Two areas in PNG are famous for extreme examples of fabulously painted gable ends to special houses. In the Trobriand Islands small, delicate, jewel-like gables are displayed on yam barns and chief’s houses. Contrastingly large and imposingly bright, tall ones are on Abelam haus tambaran fronts from the East Sepik hills.

Decorated gables are still common in some Sepik river areas on different types of traditional building, notably men’s houses. But in some areas, they are no longer made. For example, exotic ones were once found all along the coast from the Papuan Gulf to Port Moresby. And interesting roof ends were also once found on the north coast of New Guinea, and on some islands to the north and east.

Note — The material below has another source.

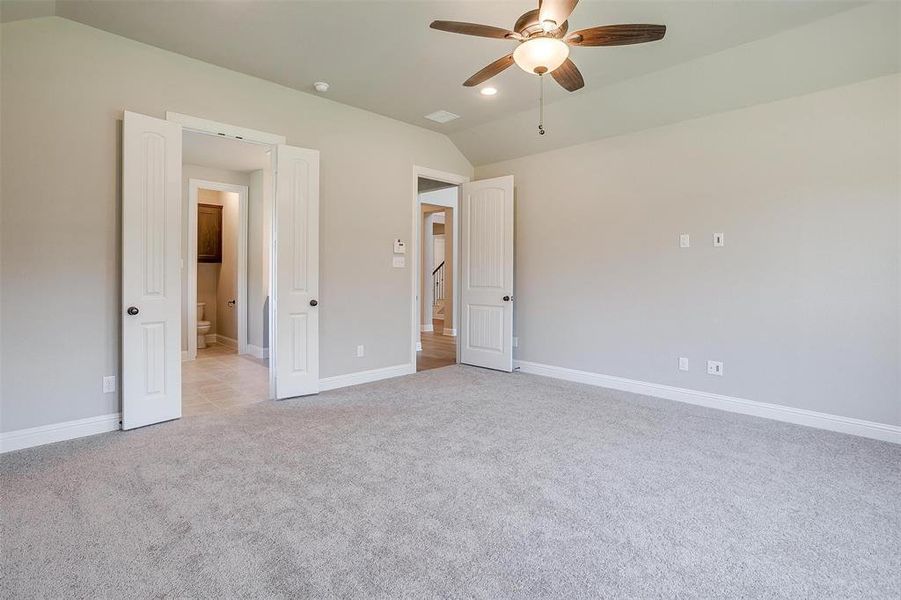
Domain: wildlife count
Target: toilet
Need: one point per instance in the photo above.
(203, 327)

Left: Paramount Chief’s yam house on Kirawina Island about 1973. A most elaborate and exquisitely decorated Trobriand’s gable framed by the upturned end of its thatched bowed form roof above and crossed log walls below. The natural materials were sourced locally. A beaded apron across the gable bottom has beads hanging from it. All are threaded white cowrie shells. Patterns and motifs applied to the limed white surfaces belong to the owner. They reflect clan, identity and social position. Photo Martin Fowler.
Right top: detail of an urban sculptural version of a Trobriand’s yam house at a traffic round-about in Port Moresby in 2003.
Below right: the structure is installed within an anchoring thin steel frame. This modern yam house model is minimally modified by size and simplicity and uses some machined. timber and modern paints. But, the patterns and structure must be done by a properly authorised clan affiliated owner-artist. Photo: Sebastian Fowler

Patterns used as decoration are culture and place specific. However, common to all gable ends are the craft skills manifested in their making. Initiated men who are apprenticed and anointed into their traditional roles control the process and supervise construction. They are helped by others skilled in material cutting, post and frame erecting, framing and binding, thatching and the making of woven or beaten wall surface materials.

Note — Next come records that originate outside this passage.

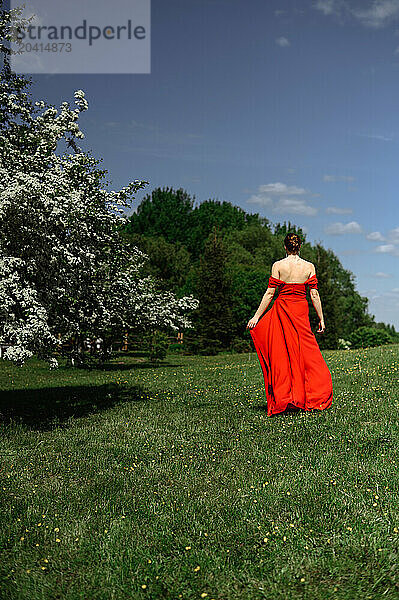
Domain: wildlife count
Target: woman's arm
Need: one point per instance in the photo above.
(314, 294)
(267, 297)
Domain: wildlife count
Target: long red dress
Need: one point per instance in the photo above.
(294, 370)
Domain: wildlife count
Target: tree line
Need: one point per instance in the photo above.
(222, 255)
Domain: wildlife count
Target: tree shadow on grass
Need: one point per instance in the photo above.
(290, 410)
(44, 409)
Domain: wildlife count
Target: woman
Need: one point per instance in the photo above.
(295, 372)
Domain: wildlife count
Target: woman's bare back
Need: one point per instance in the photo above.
(294, 269)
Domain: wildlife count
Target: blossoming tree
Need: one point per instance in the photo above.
(65, 271)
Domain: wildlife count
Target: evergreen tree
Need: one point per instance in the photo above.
(213, 319)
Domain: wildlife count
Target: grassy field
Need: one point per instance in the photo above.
(171, 482)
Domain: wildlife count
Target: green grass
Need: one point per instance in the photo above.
(174, 478)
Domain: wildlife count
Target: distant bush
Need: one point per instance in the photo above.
(365, 337)
(155, 344)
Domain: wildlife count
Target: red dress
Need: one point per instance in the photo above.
(294, 369)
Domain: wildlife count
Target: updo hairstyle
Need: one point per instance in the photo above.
(292, 242)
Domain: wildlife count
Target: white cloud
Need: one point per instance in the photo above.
(282, 188)
(341, 228)
(281, 198)
(338, 178)
(387, 249)
(375, 236)
(393, 235)
(376, 136)
(378, 13)
(336, 210)
(283, 42)
(328, 7)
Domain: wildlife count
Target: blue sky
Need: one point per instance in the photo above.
(284, 108)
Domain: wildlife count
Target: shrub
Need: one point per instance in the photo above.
(155, 344)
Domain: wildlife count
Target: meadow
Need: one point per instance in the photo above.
(166, 482)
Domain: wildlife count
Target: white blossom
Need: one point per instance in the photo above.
(64, 270)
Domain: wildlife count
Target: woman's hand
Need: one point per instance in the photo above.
(252, 322)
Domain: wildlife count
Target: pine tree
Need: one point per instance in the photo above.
(213, 318)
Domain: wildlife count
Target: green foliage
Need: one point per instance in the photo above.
(164, 213)
(155, 343)
(365, 337)
(213, 319)
(176, 248)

The finishing is done by painters, carvers and sculptors. Many of the designs and pieces of art built into such gables are highly charged objects, often representing ancestor or totem spirits and legendary figures. The ornaments play roles such as protection and fertility, which are invested in them by the initiates allowed to make them.

Trobriand Islands gable ends are now also found elsewhere in PNG where the diaspora is present. This includes cities and resorts, particularly in Milne Bay province. A few new commissioned Sepik examples, but many other older gables, or key pieces, from various decorated gables of PNG are in ethnographic museum collections overseas.